The paper "Cluster-based Sorted Neighborhood for Efficient Duplicate Detection" by Ahmad Samiei and Felix Naumann had been accepted at the DINA workshop at the ICDM-2016 conference.
Duplicate detection intends to find multiple and syntactically different representations of the same real-world entities in a dataset. The naive way of duplicate detection entails a quadratic number of pair-wise record comparisons to identify the duplicates. This number of comparisons might take hours even for an average sized dataset. As today's databases grow very fast, different candidate-selection methods, such as sorted neighborhood, blocking, canopy clustering and their variations, address this problem by shrinking the comparison space. The volume and velocity of data-change require ever faster and more flexible methods of duplicate detection. In particular, they need dynamic indices that can be updated efficiently as new data arrives.

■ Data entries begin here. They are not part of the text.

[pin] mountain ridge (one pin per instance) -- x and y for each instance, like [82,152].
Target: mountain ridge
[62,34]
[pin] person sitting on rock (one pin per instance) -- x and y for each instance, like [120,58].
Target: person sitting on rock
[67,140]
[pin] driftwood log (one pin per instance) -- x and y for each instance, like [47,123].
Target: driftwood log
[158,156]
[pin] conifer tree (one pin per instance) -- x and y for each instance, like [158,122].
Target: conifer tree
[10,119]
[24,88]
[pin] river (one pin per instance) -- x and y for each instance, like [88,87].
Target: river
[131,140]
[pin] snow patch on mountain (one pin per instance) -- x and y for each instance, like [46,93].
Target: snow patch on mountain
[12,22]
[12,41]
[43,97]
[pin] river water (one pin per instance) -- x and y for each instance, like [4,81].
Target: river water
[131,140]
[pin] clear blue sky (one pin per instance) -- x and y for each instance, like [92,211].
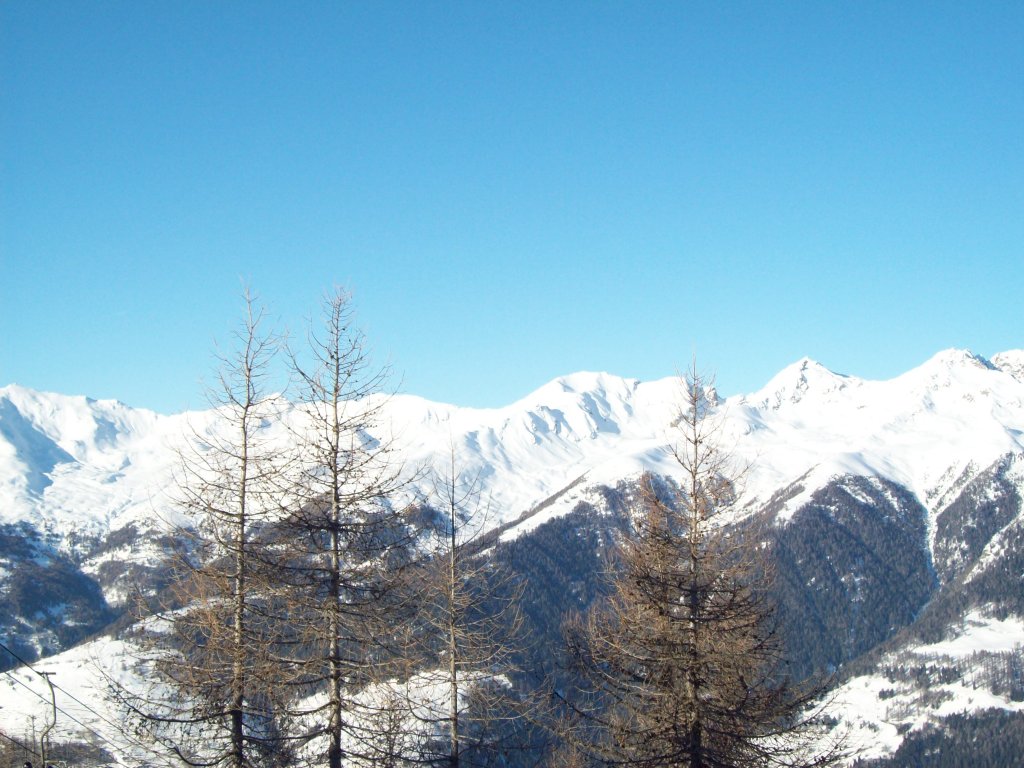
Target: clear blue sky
[512,190]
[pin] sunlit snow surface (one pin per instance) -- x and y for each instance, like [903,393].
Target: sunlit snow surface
[72,465]
[92,466]
[879,712]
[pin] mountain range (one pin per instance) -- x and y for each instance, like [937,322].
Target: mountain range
[895,511]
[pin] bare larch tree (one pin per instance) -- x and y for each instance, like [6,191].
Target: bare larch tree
[682,662]
[213,648]
[345,542]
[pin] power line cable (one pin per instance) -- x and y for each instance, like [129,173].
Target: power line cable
[25,747]
[98,716]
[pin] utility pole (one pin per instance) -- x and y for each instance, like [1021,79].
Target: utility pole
[52,723]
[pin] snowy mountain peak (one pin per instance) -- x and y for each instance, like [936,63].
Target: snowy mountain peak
[797,382]
[953,357]
[1011,361]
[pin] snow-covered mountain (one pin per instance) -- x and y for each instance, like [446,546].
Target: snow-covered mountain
[924,475]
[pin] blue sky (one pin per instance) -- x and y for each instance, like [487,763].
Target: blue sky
[511,190]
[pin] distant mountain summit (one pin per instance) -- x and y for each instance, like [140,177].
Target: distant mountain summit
[895,510]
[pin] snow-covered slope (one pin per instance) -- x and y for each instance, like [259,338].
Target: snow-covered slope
[78,468]
[939,451]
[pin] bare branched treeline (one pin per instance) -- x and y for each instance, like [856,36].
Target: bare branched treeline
[314,619]
[682,663]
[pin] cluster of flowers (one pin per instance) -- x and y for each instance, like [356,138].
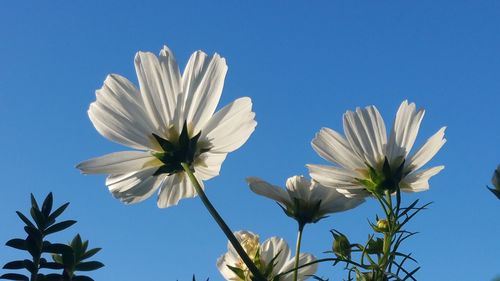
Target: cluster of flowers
[180,141]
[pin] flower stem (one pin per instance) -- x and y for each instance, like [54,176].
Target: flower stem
[297,251]
[227,231]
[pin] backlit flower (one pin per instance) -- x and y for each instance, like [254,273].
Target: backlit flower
[271,257]
[304,200]
[367,161]
[169,120]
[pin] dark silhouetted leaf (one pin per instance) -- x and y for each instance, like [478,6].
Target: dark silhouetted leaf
[90,253]
[47,205]
[25,219]
[59,226]
[89,266]
[17,243]
[58,212]
[14,276]
[82,278]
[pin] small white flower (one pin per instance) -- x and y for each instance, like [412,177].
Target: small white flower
[304,200]
[367,160]
[272,257]
[170,120]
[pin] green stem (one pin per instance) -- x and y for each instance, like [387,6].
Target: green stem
[388,234]
[297,251]
[218,219]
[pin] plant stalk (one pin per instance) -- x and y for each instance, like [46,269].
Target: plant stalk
[223,226]
[297,251]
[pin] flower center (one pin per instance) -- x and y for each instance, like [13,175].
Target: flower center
[387,178]
[184,150]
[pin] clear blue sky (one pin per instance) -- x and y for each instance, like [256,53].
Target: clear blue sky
[304,63]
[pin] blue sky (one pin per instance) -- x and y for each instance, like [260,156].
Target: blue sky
[303,63]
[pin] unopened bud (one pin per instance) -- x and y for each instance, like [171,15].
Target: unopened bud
[342,247]
[382,226]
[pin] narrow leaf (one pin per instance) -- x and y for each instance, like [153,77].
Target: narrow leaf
[59,227]
[14,276]
[89,266]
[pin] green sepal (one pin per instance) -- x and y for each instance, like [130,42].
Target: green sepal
[238,271]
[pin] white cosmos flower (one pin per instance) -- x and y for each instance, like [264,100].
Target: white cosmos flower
[169,119]
[367,160]
[304,200]
[273,256]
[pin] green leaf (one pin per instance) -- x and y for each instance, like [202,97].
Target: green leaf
[59,227]
[58,212]
[14,276]
[56,248]
[17,243]
[38,217]
[90,253]
[33,232]
[47,205]
[89,266]
[25,219]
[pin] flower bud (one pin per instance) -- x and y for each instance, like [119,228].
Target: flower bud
[382,226]
[341,246]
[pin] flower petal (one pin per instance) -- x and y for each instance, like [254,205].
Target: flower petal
[202,83]
[271,248]
[333,177]
[174,188]
[117,114]
[133,187]
[427,151]
[159,83]
[270,191]
[332,147]
[365,130]
[304,272]
[404,132]
[208,164]
[230,127]
[419,181]
[119,163]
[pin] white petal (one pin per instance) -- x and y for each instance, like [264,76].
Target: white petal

We present a novel approach, which combines the idea of cluster-based methods with the well-known sorted neighborhood method. It carefully filters out irrelevant candidate pairs, which are less likely to yield duplicates, by pre-clustering records based not only on their proximity after sorting, but also on their similarity in selected attributes. An empirical evaluation on synthetic and real-world datasets shows that our approach improves the overall runtime over existing approaches while maintaining comparable result quality. Meanwhile, it uses dynamic indices, that in turns make it useful for deduplicating streaming data.